The President nodded and, because California was still the most populous, as well as the largest industrial and agricultural state, and it was a key to maintaining the Union, he asked, “What’s happening in California?”
“We still have a presence at most of the military bases including Camp Pendleton, Edwards, China Lake, and other facilities, though troop numbers have necessarily been reduced. The Army now maintains the Golden Gate Bridge, otherwise, the roads and almost all the other bridges are still controlled and maintained by the State.”
“Is the Army still at the Golden Gate?” the President asked.
“Yes, but the California Highway Patrol has asked them to leave. They claim the Army is on sovereign Californian soil.”
“Have any of the confrontations between the Army and the locals deteriorated…or escalated…into shooting confrontations?” the President asked.
“No. But, as of yesterday, local police forces and the California National Guard are not allowing any movement by the Army, Army supply convoys, or units of the Corps in California, and they’re presently stalled and awaiting orders.”
There was a silence in the room while the President made more notes.
“Instruct the units at the Golden Gate to stay there,” the President said without looking up. “I think it’s a strateg
ic point on the 101 and it’s symbolic that we keep the bridge.”
“I agree,” the General said.
As he made more notes the President added, “We are not withdrawing from any of the states.
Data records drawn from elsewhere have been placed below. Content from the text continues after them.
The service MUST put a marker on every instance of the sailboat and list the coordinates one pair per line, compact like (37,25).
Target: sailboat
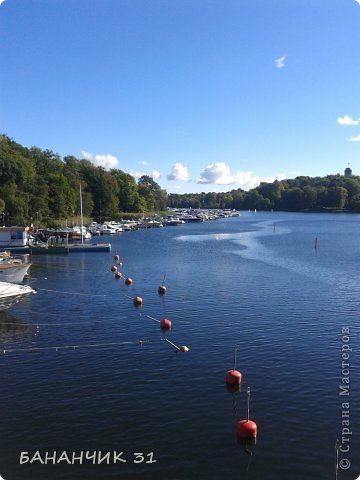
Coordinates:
(87,247)
(54,247)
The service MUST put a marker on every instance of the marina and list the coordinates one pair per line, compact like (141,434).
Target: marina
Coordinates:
(99,363)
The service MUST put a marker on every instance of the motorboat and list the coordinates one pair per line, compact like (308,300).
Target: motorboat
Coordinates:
(12,293)
(12,268)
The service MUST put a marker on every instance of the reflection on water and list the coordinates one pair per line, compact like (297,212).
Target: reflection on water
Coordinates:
(234,282)
(13,329)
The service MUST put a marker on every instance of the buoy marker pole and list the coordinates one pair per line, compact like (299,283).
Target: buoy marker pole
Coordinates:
(152,318)
(173,344)
(248,403)
(337,443)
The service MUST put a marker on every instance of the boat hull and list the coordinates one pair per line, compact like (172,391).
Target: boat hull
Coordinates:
(12,272)
(11,293)
(90,247)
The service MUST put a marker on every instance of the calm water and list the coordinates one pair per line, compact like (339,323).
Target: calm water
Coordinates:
(255,282)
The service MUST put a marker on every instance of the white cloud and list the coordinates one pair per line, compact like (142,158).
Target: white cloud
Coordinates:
(219,174)
(178,172)
(154,174)
(346,120)
(354,139)
(86,155)
(280,62)
(106,161)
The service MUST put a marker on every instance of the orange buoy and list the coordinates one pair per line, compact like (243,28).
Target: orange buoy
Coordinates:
(165,324)
(233,377)
(137,301)
(162,289)
(247,428)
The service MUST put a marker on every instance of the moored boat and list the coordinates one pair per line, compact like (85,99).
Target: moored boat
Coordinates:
(12,293)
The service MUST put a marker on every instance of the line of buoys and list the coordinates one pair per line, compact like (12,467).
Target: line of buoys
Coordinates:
(137,301)
(183,348)
(233,377)
(165,324)
(247,429)
(162,290)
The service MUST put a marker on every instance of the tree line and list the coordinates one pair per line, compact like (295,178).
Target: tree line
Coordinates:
(302,194)
(38,186)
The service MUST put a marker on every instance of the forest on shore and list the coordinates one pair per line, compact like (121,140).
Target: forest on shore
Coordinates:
(38,186)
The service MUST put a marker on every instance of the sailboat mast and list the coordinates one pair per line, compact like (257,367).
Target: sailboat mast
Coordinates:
(81,215)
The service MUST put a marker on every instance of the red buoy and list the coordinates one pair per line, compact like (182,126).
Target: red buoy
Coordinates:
(233,377)
(246,429)
(162,289)
(165,324)
(137,301)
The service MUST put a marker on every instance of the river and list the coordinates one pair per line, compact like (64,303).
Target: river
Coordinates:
(121,402)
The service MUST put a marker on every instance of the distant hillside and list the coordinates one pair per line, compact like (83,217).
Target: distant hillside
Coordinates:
(302,194)
(38,186)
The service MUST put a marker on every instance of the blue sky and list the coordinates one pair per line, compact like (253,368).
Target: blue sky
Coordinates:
(204,95)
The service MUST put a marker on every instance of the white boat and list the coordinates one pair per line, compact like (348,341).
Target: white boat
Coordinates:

If we can find him, I’ll speak with Stottlemyer,” he said mentioning the California governor by his last name, “and explain our situation. I’ll also explain that we will not tolerate interference with Army units in any of the states by any state agencies. If I don’t get in touch with the governor, we will ask whoever we can reach to convey that message to him and I will also include that message in tonight’s address. He won’t be able to claim he missed it.”
Everyone in the room knew that reaching the Governor was unlikely and it would merely be a perfunctory call, used to buy time while the machinery for getting the Army on the move again was put into gear.
“We need the roads open. We need the transportation links to remain intact to provide food and to stop the insurrection,” the President said. “Roads are the glue that’s going to hold this country together.”
He glanced at Sam Feinberg and, referring to the radio address he was scheduled to deliver that night, he said, “I want it made abundantly clear that the country is still a Union. I also want to emphasize that those advocating or espousing secession are traitors and that those blocking or damaging roads, bridges, rail lines, airports, canals and other waterways, seaports, and anything else of that kind, are committing treason and, under the terms of martial law, will be dealt with swiftly and effectively.”
The President continued, “Add…no, stress…that the only way we are going to be able to feed people is if we maintain the Union.”
Feinberg glanced at the President. He knew there was no way all the people were going to be fed, but he understood the President’s motivation for saying this.
“I also want you to include that the secessionists are taking all the food and are hoarding it.”
“That could be dangerous,” Cotta said. “It’s no secret there isn’t enough food to feed everybody. We’ll have no credibility at all if we claim there is.”